In general, SRTM showed best overall performance, although it showed some sensitivity to regional flow/delivery differences. As expected, SRTM, like all other reference tissue-based models, showed larger biases at lower regional binding levels. Important advantages of SRTM were its overall high precision and a relatively constant bias in BPND even in the presence of labeled metabolites. Although this bias was dependent on the actual value of V Tm, clinical data indicated that this was constant across the brain and among subjects.

General Considerations

Amyloid plaques (and neurofibrillary tangles) do not behave like neuroreceptors. They have complex structures with multiple affinity sites for [18F]FDDNP. In addition, it is likely that access to amyloid sites will become more difficult with increasing plaque size [30]. Consequently, use of receptor-ligand models to assess amyloid load might provide an increasing underestimation with increasing load. In addition, quantification might be compromised by the possibility of labeled metabolites entering the brain, especially since the fraction of labeled (polar) metabolites in blood is high due to rapid metabolism of [18F]FDDNP.
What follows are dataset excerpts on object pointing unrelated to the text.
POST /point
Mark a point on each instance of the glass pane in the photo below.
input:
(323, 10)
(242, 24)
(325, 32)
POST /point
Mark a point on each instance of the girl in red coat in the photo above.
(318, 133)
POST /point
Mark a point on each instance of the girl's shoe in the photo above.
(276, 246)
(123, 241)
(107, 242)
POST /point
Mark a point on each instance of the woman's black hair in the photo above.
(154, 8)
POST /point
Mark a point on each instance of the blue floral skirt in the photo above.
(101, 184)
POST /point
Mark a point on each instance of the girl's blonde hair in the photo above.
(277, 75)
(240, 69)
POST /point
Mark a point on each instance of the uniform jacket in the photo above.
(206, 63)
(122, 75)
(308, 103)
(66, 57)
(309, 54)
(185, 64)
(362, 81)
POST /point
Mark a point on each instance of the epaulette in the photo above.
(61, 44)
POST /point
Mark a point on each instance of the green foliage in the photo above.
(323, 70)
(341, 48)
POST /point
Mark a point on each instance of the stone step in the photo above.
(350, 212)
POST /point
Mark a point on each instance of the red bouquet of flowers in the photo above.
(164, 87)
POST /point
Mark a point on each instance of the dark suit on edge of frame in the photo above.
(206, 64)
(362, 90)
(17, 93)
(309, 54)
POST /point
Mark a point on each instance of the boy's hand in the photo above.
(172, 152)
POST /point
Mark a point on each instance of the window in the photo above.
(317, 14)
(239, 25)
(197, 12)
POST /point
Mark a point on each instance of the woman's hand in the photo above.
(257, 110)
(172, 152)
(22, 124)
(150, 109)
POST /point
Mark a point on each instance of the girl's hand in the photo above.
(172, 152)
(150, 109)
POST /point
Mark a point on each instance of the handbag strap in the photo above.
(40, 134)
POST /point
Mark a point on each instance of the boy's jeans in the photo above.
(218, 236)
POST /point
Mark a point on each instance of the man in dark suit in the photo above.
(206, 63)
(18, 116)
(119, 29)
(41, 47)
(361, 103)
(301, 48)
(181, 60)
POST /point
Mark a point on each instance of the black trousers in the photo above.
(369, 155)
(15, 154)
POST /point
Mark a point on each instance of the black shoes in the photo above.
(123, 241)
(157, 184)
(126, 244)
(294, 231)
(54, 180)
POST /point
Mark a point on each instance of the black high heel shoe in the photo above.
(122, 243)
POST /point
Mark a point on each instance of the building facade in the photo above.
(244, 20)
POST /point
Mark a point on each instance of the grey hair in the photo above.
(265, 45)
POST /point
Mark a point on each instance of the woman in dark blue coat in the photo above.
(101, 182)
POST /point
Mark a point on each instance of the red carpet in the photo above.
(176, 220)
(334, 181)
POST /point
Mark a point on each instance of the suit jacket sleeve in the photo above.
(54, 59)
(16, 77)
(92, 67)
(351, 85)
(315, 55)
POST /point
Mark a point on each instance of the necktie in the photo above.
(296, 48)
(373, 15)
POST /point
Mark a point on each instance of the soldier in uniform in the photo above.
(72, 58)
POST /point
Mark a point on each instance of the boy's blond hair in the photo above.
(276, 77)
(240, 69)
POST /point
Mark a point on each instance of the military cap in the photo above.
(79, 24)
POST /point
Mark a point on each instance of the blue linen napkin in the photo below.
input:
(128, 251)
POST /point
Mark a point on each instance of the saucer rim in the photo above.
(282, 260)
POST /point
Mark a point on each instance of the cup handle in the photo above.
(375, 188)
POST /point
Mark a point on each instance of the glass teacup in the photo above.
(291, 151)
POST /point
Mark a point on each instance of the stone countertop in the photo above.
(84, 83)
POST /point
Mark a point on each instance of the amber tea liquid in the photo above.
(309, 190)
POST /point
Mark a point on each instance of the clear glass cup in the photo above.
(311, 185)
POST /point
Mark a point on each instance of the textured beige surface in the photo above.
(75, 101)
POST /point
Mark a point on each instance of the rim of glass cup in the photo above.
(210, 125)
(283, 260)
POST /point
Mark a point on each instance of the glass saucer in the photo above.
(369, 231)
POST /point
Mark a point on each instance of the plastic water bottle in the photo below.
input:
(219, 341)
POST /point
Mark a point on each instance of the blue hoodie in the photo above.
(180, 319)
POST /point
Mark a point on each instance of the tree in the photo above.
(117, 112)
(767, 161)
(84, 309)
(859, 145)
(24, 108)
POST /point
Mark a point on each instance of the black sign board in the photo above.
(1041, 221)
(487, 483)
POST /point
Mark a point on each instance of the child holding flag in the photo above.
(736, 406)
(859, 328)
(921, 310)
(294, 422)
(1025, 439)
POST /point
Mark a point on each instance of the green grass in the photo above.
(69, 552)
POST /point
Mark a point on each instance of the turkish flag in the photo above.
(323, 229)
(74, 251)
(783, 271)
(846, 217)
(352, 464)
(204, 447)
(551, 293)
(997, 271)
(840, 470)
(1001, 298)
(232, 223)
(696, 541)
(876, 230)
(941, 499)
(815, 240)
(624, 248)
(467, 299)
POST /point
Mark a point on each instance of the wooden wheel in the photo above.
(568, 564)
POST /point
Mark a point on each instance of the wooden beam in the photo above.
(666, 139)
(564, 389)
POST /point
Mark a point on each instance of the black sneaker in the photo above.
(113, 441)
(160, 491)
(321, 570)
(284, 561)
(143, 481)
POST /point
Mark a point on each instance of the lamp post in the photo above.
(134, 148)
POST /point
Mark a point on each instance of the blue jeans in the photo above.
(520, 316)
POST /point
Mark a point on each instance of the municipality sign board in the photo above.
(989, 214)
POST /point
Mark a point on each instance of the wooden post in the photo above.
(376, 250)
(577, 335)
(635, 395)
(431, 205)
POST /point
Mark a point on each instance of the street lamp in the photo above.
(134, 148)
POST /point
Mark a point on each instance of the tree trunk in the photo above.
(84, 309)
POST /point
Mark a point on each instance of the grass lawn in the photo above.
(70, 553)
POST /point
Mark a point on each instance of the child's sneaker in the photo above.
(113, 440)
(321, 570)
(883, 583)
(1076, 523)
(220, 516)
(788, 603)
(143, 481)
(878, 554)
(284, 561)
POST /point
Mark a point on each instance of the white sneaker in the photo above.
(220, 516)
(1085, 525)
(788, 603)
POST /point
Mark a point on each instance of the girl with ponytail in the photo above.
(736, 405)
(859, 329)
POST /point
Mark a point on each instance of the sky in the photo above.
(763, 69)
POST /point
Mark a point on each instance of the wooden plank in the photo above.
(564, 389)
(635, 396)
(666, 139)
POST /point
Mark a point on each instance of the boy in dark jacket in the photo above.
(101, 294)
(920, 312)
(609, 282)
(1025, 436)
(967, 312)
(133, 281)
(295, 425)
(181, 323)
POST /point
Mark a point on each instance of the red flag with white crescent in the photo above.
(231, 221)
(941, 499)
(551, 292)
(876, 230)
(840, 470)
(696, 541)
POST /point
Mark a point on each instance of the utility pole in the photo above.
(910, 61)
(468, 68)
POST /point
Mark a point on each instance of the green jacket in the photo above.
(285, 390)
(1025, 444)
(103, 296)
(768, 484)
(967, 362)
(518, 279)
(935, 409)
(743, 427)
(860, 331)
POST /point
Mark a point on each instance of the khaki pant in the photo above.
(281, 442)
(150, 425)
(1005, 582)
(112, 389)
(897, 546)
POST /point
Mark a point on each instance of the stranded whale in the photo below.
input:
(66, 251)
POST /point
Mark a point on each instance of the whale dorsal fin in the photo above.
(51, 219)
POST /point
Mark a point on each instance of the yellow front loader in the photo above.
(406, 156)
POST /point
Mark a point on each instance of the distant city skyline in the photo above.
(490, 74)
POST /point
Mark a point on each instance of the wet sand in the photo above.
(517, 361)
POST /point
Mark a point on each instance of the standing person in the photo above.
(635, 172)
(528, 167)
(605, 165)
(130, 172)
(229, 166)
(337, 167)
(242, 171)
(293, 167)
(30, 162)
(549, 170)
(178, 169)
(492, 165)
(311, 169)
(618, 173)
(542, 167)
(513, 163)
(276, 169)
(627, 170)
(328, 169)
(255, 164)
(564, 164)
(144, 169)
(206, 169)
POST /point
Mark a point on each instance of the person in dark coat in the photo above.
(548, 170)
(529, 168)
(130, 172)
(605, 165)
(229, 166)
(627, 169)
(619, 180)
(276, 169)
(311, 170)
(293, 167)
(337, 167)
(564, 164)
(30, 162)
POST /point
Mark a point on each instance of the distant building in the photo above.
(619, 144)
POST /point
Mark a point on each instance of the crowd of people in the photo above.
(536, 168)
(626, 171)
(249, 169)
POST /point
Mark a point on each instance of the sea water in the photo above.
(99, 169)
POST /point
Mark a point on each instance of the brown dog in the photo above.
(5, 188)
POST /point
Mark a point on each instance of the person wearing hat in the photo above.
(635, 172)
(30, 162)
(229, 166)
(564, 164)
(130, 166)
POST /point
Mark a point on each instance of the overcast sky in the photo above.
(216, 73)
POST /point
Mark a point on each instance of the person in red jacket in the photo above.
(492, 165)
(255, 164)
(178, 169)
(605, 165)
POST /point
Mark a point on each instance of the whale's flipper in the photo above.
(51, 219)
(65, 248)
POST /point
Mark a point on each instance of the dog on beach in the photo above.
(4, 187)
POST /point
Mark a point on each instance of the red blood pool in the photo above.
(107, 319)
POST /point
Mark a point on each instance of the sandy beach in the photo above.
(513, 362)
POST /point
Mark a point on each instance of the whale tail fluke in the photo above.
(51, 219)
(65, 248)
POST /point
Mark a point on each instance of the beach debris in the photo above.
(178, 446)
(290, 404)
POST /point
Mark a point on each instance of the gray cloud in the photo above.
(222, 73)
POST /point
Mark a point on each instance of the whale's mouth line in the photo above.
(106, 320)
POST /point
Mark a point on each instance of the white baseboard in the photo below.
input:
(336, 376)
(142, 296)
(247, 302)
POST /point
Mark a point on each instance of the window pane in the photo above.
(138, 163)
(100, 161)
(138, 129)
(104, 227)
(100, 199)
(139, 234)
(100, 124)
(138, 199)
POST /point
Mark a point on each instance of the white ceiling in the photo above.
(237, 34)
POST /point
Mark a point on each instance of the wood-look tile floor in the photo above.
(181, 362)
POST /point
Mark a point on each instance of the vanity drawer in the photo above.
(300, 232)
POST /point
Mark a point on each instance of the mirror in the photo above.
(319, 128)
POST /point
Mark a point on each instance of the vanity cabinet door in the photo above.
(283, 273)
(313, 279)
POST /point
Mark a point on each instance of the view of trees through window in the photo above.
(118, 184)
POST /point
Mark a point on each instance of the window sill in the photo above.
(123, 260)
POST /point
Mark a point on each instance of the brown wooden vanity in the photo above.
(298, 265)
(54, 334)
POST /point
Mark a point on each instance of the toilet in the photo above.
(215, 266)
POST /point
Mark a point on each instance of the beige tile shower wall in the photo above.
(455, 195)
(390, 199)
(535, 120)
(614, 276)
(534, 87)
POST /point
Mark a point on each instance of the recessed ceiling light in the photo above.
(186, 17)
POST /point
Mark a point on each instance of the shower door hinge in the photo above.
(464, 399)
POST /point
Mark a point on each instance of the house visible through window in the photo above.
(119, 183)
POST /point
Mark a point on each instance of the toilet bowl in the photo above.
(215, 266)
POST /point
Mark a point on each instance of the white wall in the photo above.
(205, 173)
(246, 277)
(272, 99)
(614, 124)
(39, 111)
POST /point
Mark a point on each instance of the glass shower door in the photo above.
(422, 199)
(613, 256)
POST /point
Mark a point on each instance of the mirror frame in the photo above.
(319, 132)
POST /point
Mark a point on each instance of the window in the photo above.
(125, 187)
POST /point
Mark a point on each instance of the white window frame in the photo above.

Nevertheless, [18F]FDDNP may still be of value if a difference between MCI and healthy controls can be demonstrated, and it might be used to study pathological effects as a function of disease severity/progression [8]. In addition, at early stages, a stable receptor-ligand model is likely to provide a reasonable quantitative estimate of the pathological changes associated with AD and could therefore be an important tool in evaluating effects of therapy. Clearly, given its relatively small specific signal, the value of [18F]FDDNP can only be determined by large comparative clinical studies, such as the one by Small et al. [8]. From the present study, it follows that such a comparison should preferably be performed using SRTM as method of analysis, as it showed high precision and constant bias across the brain and among subjects even when metabolites enter the brain.

Conclusion

SRTM outperformed other models, providing BPND estimates with high precision. As clinical data indicated that the volume of distribution of labeled metabolites V Tm was constant across the brain and among subjects, bias in SRTM-derived BPND will be constant and predictable. The main potential drawback is its sensitivity to variations in regional K 1, although this did not appear to be a problem in the clinical studies.